The movies at Sanford's Love Your Shorts Film Festival may last less than 30 minutes, but the friendships forged at the event endure long after the projector flickers dark. Case in point: Orlando's Erin Laine, whose acceptance into the 2019 festival – held at the Wayne Densch Performing Arts Center Thursday-Friday, Feb. 7-10 – is partly due to a fortuitous meeting at last year's event.
"This particular festival is where I met my co-star Lukas Hassel and we decided we wanted to work together," says Laine. "I sent him the script [for I Just Want You to Be Happy, about a singer-songwriter wrestling with her ambitions], and he really helped me get [it] off the ground. So [it's a] very full-circle moment to reunite at Love Your Shorts."
Hassel, a Danish filmmaker now residing in New York City, is best remembered by Sanford audiences as the director and star of Into the Dark and The Son, the Father, which played past festivals to critical acclaim.
"The people involved with I Just Want You to Be Happy were essentially connected by LYSFF, having seen each other's works in the theater and then chatting about filmmaking in the glow of a heat lamp on the sidewalk with a drink in hand afterwards," says Hassel. "[Writer-director] Erin Laine and [co-director] Fred Zara mentioned a project to me then, and now a year later, we are screening the product in LYSFF. Wonderful how this came to be."
Despite its emphasis on global networking and penchant for films from all around the world, the festival is particularly friendly to local filmmakers, one of whom is the first director to screen three films in a single festival.
"Love Your Shorts Film Festival is such a wonderful festival for filmmakers and moviegoers alike," says Orlando's Dale Metz, whose Ride, Genesis and Jenny and Elle are all playing the 2019 event. "I sometimes submit multiple films, hoping at least one will resonate with the selection committee. This year I submitted three and was honestly floored to find that all three were accepted! These films are made in collaboration with other [local] filmmakers like TL Westgate and Ted Souppa, so having multiple films screen at the festival means we get to showcase talent from more folks, and that, too, is rewarding."

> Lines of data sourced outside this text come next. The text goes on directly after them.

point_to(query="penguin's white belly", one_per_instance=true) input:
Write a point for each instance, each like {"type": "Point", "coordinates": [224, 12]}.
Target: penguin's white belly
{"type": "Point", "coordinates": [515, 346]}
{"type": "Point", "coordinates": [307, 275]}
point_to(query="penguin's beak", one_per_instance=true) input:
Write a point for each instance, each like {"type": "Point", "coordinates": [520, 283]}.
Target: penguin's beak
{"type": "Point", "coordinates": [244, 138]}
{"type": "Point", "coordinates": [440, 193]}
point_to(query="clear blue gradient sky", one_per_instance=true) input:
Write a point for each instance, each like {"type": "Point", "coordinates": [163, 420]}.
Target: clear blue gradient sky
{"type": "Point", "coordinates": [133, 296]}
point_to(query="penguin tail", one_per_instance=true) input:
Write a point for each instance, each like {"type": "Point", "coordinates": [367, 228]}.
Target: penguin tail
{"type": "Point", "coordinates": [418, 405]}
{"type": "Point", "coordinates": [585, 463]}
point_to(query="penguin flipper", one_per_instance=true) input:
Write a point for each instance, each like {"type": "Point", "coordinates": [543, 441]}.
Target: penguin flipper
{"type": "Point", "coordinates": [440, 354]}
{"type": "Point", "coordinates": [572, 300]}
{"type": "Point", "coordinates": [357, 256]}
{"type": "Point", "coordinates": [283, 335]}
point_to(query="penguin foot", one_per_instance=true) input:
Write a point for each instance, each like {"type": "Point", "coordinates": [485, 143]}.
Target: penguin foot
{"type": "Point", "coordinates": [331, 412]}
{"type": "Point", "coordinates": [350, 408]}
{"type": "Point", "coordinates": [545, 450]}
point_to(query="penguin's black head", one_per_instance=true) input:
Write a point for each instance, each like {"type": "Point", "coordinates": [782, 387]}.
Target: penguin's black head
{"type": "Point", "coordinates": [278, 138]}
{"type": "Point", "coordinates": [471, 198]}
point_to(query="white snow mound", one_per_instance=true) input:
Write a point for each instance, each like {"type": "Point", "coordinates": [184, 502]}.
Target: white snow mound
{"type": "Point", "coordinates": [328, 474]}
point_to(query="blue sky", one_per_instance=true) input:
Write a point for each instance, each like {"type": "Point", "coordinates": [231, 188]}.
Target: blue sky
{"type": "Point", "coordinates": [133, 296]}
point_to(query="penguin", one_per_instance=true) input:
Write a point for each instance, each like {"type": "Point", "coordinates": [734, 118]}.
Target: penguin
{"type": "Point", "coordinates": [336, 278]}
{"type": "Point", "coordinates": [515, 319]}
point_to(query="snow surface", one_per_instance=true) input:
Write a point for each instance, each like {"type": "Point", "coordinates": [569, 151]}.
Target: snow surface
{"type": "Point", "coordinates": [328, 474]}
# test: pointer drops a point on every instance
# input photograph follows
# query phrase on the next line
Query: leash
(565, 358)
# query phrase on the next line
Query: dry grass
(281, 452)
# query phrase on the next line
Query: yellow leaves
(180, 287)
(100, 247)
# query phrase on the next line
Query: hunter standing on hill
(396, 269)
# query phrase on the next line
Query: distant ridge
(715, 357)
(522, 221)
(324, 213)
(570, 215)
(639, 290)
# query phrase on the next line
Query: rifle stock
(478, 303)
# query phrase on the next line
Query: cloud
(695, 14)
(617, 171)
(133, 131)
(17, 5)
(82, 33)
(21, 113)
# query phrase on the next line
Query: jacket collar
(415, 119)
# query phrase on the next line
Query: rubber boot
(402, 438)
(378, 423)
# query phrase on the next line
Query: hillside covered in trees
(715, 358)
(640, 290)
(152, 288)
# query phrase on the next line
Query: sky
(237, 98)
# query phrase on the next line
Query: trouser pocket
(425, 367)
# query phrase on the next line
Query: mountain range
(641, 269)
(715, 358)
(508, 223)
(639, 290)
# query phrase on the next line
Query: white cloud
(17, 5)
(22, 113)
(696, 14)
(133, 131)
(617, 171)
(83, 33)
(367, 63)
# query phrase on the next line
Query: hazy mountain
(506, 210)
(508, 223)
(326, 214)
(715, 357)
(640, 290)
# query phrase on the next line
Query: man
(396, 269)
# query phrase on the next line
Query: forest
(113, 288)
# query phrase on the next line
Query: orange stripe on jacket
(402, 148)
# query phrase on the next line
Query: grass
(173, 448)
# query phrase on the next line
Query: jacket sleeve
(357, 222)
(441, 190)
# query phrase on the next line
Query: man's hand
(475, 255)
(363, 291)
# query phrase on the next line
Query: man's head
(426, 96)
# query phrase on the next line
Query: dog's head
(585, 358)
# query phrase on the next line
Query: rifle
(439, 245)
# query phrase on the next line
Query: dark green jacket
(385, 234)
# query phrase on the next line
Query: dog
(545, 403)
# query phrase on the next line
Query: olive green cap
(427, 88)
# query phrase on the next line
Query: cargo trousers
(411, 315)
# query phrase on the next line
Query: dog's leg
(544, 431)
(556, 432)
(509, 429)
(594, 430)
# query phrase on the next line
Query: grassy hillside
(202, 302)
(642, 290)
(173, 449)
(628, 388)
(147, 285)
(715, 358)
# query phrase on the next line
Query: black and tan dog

Though the format stays almost the same every year – discussion panels, parties and 10 blocks of movies (77 total, not counting UCF student films) spread across four days – each festival's energy is unique.
"It's always fun to see how each year's festival develops its own distinct personality for the weekend," says Gene Kruckemyer, festival president and co-founder. "Each year we welcome new and some returning filmmakers to Sanford from around the country and abroad. Many of them stay during the whole festival, meet each other and develop some new projects together. Our board is always so thankful for all our community sponsors, volunteers and friends who have helped create this event and the impromptu community that gathers downtown to experience the films and filmmakers. It's just a fun weekend for everyone involved."
Hassel agrees, and though he has more than 30 films and TV shows to his credit, including Law & Order and Blue Bloods, he enjoys returning to Sanford. "Being out on the film-festival circuit has several functions for me: to share my work with a wide audience, to network and meet inspiring filmmakers and potential future collaborators [and] to experience people and parts of the United States that I might not otherwise have come across. LYSFF is one of those rare festivals where all of the above applies."